Microsoft has released its long-awaited cloud-based bug detection tool, previously code-named “Project Springfield.” The Windows version became generally available, and a new Linux version became available as a preview last week.
The tool, Microsoft Security Risk Detection, uses artificial intelligence to hunt down security vulnerabilities in software that is about to be released.
Microsoft Security Risk Detection will help developers do fuzz testing, said David Molnar, the Microsoft researcher in charge of the group that developed the tool. Fuzz testing normally is done using outside consultants to test new software. Its purpose is to make sure vulnerabilities can be weeded out before the product goes into wide release to avoid the necessity of patching them on the back end.
The service uses artificial intelligence to ask particular “what if” questions about new software, focusing on critical areas that might be vulnerable to attack by bad actors.
Microsoft first released a test version of the service last year. Docusign, a firm that specializes in automated electronic signatures, is one of the companies that volunteered to try it out.

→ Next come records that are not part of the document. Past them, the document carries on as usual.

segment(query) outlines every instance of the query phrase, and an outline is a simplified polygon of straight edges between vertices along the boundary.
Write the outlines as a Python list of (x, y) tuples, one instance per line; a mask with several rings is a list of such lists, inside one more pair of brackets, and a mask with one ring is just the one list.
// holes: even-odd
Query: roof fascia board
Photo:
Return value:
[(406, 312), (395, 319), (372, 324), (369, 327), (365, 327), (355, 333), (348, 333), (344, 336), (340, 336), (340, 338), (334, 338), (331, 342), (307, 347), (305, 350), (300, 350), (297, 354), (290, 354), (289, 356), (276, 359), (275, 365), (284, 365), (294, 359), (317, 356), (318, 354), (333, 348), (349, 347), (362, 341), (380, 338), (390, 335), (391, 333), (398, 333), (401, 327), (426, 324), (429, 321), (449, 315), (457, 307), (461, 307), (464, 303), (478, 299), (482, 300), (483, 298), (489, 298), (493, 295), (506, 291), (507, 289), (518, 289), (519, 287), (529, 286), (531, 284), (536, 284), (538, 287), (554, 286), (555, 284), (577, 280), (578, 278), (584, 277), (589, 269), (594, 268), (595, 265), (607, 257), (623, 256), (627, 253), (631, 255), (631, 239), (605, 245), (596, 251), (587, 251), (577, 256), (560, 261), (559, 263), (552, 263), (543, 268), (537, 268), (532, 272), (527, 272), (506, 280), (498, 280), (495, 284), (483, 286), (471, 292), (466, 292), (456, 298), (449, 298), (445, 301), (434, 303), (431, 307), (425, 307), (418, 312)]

The tool helped Docusign weed out bugs in its software and almost never returned false positives, according to John Heasman, senior director of software security at the company.
The low rate of false positives is very important, he said, because companies typically have to spend a lot of time tracking down false positives, which uses time that otherwise could be devoted to investigating legitimate threats.
Microsoft has been using Sage, a key component of the service, since the mid-2000s to test versions of Windows, Office and other products. Several product teams at the company use the service as part of the Microsoft Security Development Lifecycle.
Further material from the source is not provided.